Gli anni senza caschetto
Nata come Arlette Varda il 30 maggio 1928 a Bruxelles, da padre greco e madre francese, si trasferisce a Sète con tutta la sua famiglia nei primi Anni Quaranta, vivendo in quella piccola cittadina tutta la sua adolescenza. Da sempre interessata alla fotografia, si iscrive all’École des beaux-arts di Parigi, dove prende dimestichezza con l’arte e ne scopre le infinite possibilità comunicative, proseguendo la sua istruzione all’École du Louvre, all’interno della quale, invece, studierà storia dell’arte. Con l’arrivo dei suoi diciotto anni, decide di cambiare legalmente il suo nome da Arlette ad Agnès. Sono gli anni in cui trova lavoro come fotografa al Théâtre National Populaire, allora diretto da Jean Vilar, e sono anche gli anni in cui adotterà il caschetto come sua pettinatura ideale (una pettinatura che non cambierà mai).
L’esordio cinematografico
Fortemente attratta dai temi e dalle disquisizioni artistiche della Nouvelle Vague si avvicina al loro movimento e lo abbraccia intellettualmente, diventando, in poco tempo, una delle sue più alte ed eccezionali rappresentanti. La conferma è data dal suo primo lungometraggio a soggetto: La Pointe courte con Philippe Noiret e Silvia Monfort, che fra l’altro aveva Alain Resnais come montatore. Il film, all’apparenza legato al genere sentimentale, è un punto di riferimento per le giovani menti del movimento. Amatoriale, girato in 35 mm, totalmente al di fuori dal cinema commerciale classico francese, è una cronaca neorealista della vita in un villaggio di pescatori.
Gli altri film
Cinque anni più tardi, arriva un altro piccolo gioiellino Cléo dalle 5 alle 7, un film su una cantante superba ma, mortalmente malata.
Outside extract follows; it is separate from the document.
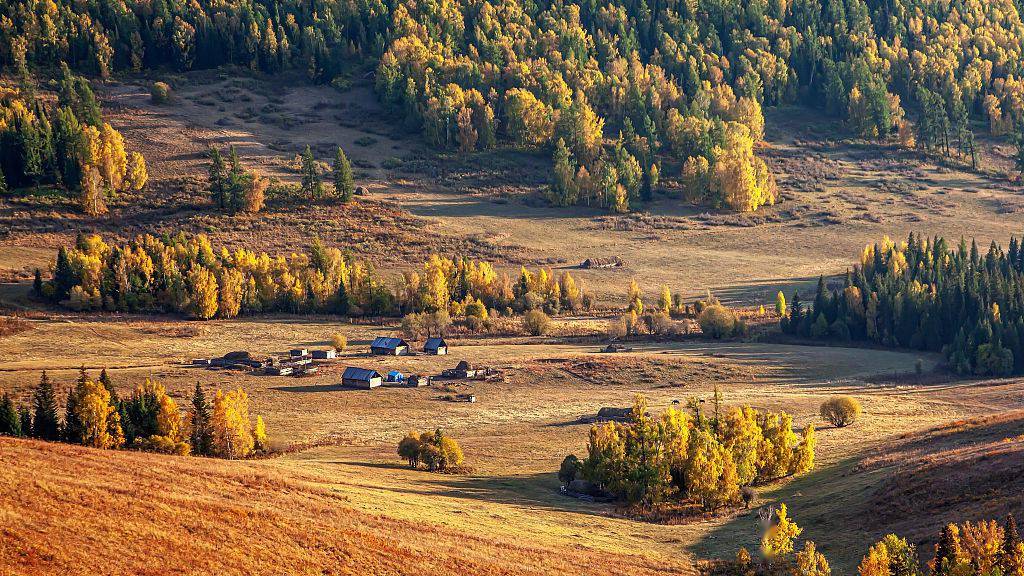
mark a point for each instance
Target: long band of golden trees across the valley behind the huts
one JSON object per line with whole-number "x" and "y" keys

Usando Jean-Claude Brialy come protagonista maschile, sancisce definitivamente la sua aderenza alla Nouvelle Vague, scrivendo e dirigendo lungo tutti gli Anni Sessanta titoli che arricchiranno e stimoleranno il dibattito come Salut a les cubains (1963) con Michel Piccoli, nato da un viaggio a Cuba fatto dalla regista fra il 1962 e il 1963, nel corso del quale scattò centinaia di fotografie a gente comune, artisti, poeti, musicisti e dirigenti del partito, creando un film di montaggio infervorato e pieno di calda energia. Dopo questo progetto, si lancia in Christmas Carole (1965), una pellicola che, però, non ha mai visto la luce a causa della mancanza di fondi (se non otto minuti mostrati alla Cinemateque Française alla fine degli Anni Novanta, alla presenza di colui che doveva esserne protagonista, Gérard Depardieu, e che, a quel tempo, non era mai stato diretto da nessuno). Si rifarà con Les créatures (1966), con Catherine Deneuve e di nuovo Piccoli, curiosissima mistery story drammatica raccontata con un linguaggio antitradizionale e ricco di ambiguità narrativa che, però, non lo priva di una delicatissima poesia visiva. Mentre otterrà l’Orso d’argento – Premio Speciale della Giuria e un Interfilm Award al Festival di Berlino per il solare e colorato Il verde prato dell’amore (1965), facendola definitivamente conoscere anche in tutto il resto dell’Europa.